Role Reversal - Real Madrid tire as Barcelona take control
Both teams switched roles in the second half. Barcelona took the initiative and were more aggressive positionally. They pressured high and gained control of possession. Real Madrid players seemed to be suffering from fatigue after dispensing a significant amount of energy in the first half. Barcelona’s influence continued to grow and they were afforded too much space in prime areas. In one instance, about four minutes into the half, Rakitic was able to waltz into the box before playing in Suarez. This was a foreshadowing of what was to come.
After threatening for a while, Messi and co struck the first blow in the 54th minute. Busquets shook off Kroos far too easily before laying it off to Rakitic. This is where things took a weird turn. Rakitic drove unchallenged from behind the half way line all the way to the tip of Real Madrid’s box. He passed it to Sergi Roberto on his right who made a fantastic one-time pass across the box to Suarez – the Uruguayan made no mistake with his finish.
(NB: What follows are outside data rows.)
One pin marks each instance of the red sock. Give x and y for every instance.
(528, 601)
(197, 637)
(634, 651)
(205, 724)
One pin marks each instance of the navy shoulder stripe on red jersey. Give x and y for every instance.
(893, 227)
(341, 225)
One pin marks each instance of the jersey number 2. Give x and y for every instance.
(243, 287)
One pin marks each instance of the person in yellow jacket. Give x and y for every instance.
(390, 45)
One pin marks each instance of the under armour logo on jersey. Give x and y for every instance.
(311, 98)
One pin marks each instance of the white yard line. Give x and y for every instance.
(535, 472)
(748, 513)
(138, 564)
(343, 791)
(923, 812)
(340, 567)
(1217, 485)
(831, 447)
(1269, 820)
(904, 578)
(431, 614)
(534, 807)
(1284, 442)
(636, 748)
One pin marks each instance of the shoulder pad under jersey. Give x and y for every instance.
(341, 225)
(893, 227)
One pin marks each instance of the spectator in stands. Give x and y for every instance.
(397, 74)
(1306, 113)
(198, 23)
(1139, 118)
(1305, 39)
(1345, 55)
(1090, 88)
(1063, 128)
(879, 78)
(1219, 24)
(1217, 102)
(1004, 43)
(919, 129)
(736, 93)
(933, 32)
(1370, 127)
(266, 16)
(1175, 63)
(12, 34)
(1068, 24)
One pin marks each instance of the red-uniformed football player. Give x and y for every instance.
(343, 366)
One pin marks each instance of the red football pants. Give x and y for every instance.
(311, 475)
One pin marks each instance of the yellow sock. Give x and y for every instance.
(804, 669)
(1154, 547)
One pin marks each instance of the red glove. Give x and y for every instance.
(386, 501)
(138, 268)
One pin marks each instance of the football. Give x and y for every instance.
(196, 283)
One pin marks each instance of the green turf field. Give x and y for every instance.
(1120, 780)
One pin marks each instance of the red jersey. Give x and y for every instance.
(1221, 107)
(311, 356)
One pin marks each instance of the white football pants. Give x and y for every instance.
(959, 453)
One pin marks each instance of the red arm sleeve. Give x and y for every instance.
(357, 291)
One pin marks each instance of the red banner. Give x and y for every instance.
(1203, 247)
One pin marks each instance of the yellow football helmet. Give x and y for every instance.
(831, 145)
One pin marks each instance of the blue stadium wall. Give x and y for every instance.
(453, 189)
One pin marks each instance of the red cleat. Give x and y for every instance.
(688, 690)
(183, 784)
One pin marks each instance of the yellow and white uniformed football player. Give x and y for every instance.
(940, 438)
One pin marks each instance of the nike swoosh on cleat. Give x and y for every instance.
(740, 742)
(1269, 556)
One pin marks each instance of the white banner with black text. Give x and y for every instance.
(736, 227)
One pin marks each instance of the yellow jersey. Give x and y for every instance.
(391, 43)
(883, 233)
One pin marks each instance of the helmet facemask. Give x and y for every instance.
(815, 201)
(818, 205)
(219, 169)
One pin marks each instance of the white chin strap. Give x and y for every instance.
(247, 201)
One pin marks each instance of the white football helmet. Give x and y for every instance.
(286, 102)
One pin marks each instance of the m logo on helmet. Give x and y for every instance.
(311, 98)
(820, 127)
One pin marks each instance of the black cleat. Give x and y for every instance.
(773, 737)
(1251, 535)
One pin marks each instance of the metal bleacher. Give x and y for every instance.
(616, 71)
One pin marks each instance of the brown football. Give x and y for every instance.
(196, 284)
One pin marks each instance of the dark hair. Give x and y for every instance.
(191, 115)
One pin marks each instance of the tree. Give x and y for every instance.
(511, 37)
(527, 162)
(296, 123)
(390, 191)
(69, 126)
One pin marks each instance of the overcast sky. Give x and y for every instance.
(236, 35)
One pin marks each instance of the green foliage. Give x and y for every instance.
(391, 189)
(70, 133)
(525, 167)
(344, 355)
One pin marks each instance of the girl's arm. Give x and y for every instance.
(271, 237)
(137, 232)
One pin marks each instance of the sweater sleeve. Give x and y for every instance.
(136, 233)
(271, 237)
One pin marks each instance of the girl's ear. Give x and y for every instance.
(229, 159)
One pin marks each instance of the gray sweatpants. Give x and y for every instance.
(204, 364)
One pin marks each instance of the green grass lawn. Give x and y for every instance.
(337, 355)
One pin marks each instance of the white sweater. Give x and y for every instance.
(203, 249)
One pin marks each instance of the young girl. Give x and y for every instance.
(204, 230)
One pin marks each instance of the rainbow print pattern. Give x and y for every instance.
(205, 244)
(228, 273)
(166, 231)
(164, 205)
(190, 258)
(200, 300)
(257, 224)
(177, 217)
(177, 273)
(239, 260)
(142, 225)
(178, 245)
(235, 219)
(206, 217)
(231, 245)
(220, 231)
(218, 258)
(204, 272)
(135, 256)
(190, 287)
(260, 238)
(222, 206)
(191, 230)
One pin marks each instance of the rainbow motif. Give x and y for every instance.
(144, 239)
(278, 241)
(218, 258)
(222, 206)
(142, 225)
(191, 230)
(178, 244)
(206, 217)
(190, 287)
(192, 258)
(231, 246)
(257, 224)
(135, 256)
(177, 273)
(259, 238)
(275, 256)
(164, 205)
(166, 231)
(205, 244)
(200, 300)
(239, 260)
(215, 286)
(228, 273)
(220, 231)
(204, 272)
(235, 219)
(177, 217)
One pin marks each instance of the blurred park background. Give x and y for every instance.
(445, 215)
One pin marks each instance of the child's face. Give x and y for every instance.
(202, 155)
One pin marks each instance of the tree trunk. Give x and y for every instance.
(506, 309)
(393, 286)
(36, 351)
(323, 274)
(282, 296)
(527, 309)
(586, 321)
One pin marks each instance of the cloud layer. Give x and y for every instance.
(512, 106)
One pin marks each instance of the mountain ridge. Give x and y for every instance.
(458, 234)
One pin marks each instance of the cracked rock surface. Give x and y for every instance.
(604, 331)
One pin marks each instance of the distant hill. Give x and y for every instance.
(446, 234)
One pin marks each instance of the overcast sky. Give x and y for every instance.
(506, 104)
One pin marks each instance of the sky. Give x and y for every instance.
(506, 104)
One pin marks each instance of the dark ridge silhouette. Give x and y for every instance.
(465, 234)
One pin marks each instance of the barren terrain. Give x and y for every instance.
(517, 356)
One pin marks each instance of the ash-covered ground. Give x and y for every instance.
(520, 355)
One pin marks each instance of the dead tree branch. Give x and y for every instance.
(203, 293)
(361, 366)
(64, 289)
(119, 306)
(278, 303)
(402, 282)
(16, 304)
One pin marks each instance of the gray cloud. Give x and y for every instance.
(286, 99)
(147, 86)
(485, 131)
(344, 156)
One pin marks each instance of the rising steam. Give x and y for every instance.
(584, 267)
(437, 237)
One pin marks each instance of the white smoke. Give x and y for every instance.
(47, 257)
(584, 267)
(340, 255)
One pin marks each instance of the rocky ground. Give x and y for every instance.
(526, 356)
The talk after the game focused on Kovacic seemingly pulling back from Rakitic to track Messi’s run instead. Whether that was the case or the midfielder was simply tired is not certain. Reviewing the play, every single Madrid player except for the central defenders are somewhat struggling to recover. Modric, Carvajal, Casemiro, and Marcelo are all culpable and fail to keep up with their opposite numbers. Admittedly, Kovacic’s case is slightly worse as he is facing the play as it develops.
Carvajal’s red card seals Real Madrid’s fate
Carvajal, having a torrid night already (mostly due to a disastrous second half performance), sealed Real Madrid’s fate with his red card in the 63rd minute. Los Blancos were mercilessly exposed on the break yet again but this time with fatal consequences. Casemiro (whose on-the-ball weaknesses were thoroughly exploited throughout the match) was dispossessed in Barca’s half. Carvajal was out of position and again showed signs of tiredness as he didn’t read the play well enough to track back and mark Suarez. Questionably as well, Varane didn’t seem aware the striker was open behind him.
Pique released the ball to Messi who curled a great pass through the defensive hole to leave Suarez one-on-one with Navas. Navas made a great block but there was an ensuing scramble and panic in the box during which Carvajal used his hands to block a Paulinho header. The referee showed the red card, pointed to the spot, and Messi duly converted. Nacho replaced Benzema for defensive cover. Bale and Asensio entered shortly after and although the team made a valiant effort, the result seemed inevitable. Barcelona added one more at the end after Messi got past Marcelo (who also struggled on the defensive end).
The first league clásico of the season was a game of two halves in the truest sense of the phrase. Real Madrid showed vigor, urgency, poise, and control in their pursuit of a goal in the first half but in so doing sacrificed their energy level. Barcelona came out strong in the second half and utilized their superb counter-attacking and transition ability to rip apart Real’s tired defense. Carvajal’s red card doomed the team as they went down a man and two goals.
Real Madrid’s eternal rivals dominated proceedings from then on amassing 18 shots for the day and significantly outpacing Real’s xG. This marks the third loss in a row at the Bernabeu against Barcelona in the league and leaves Zidane’s men fourteen points off the top of the table. It’s not over until it’s over but the league campaign is in serious jeopardy.